The Turks & Caicos are one of the lesser known chains of islands in the Caribbean, but they’re definitely worth knowing about!
Located in the Lucayan Archipelago Turks & Caicos is a chain of 40 small islands which is a British Overseas territory.
The islands are home to some of the best beaches in the world, but they also have a lot more to offer as well!
Here are three things which you probably didn’t know you could do in the Turks & Caicos Islands.
Visit the World’s Only Conch Farm
The conch is one of the island’s main exports, and you can even visit the world’s only working conch farm, where you can see how these intriguing creatures are grown.
Conches are the shells of sea snails, which can be cooked and eaten, one of the island’s main delicacies which you have to make sure you try during your stay!
At the farm, you can take a tour to learn about the biology of the conch, and the technology and methods which are used to cultivate them right through from hatching as eggs to metamorphosis and the post-larval stages.
They also farm various varieties of warm-water fish using revolutionary and state of the art methods, and the farm is a truly unique attraction, the likes of which you won’t find anywhere else!
Take a Glow Worm Cruise
Boat cruises are a great way to experience the island, especially as the sun goes down, but did you know you can also spot one of nature’s rarest phenomena?

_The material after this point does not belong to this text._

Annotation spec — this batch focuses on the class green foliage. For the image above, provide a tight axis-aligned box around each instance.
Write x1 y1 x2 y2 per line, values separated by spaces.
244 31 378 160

If you time your visit just right, you might be able to see hundreds of small glow-worms (Odontosyllis) rise up from the bottom of the ocean and light up the sea with their unique green glimmer are part of a mating ritual where the female releases her eggs to the surface.
We spoke to our friends at the Beach House and Blue Haven resorts on Grace Bay, who said: “The glow-worms are usually best seen on the south side of the island, in the shallow waters surrounding the Caicos banks.
“It can be difficult to pinpoint exactly when you’ll see the glow-worms, with weather and location playing a part, but they’re generally seen just after sunset after a full moon.”
See Endangered Species of Fish
For such a small group of islands, Turks & Caicos are home to a surprising amount of rare marine life, such as the French Angel, Blue Tang and Squirrelfish.
In fact, the islands are actually on the tentative list of UNESCO World Heritage sites.
The best way to see these fish and more is to head out scuba diving or snorkelling in the reef surrounding the islands, with Smith’s Reef and Bight’s Reef being some of the more popular locations for snorkelling.
If you’ve never been snorkelling before, don’t worry as there are plenty of instructors around the islands, who can assist you in learning the ropes and provide you with all the equipment which you’ll need.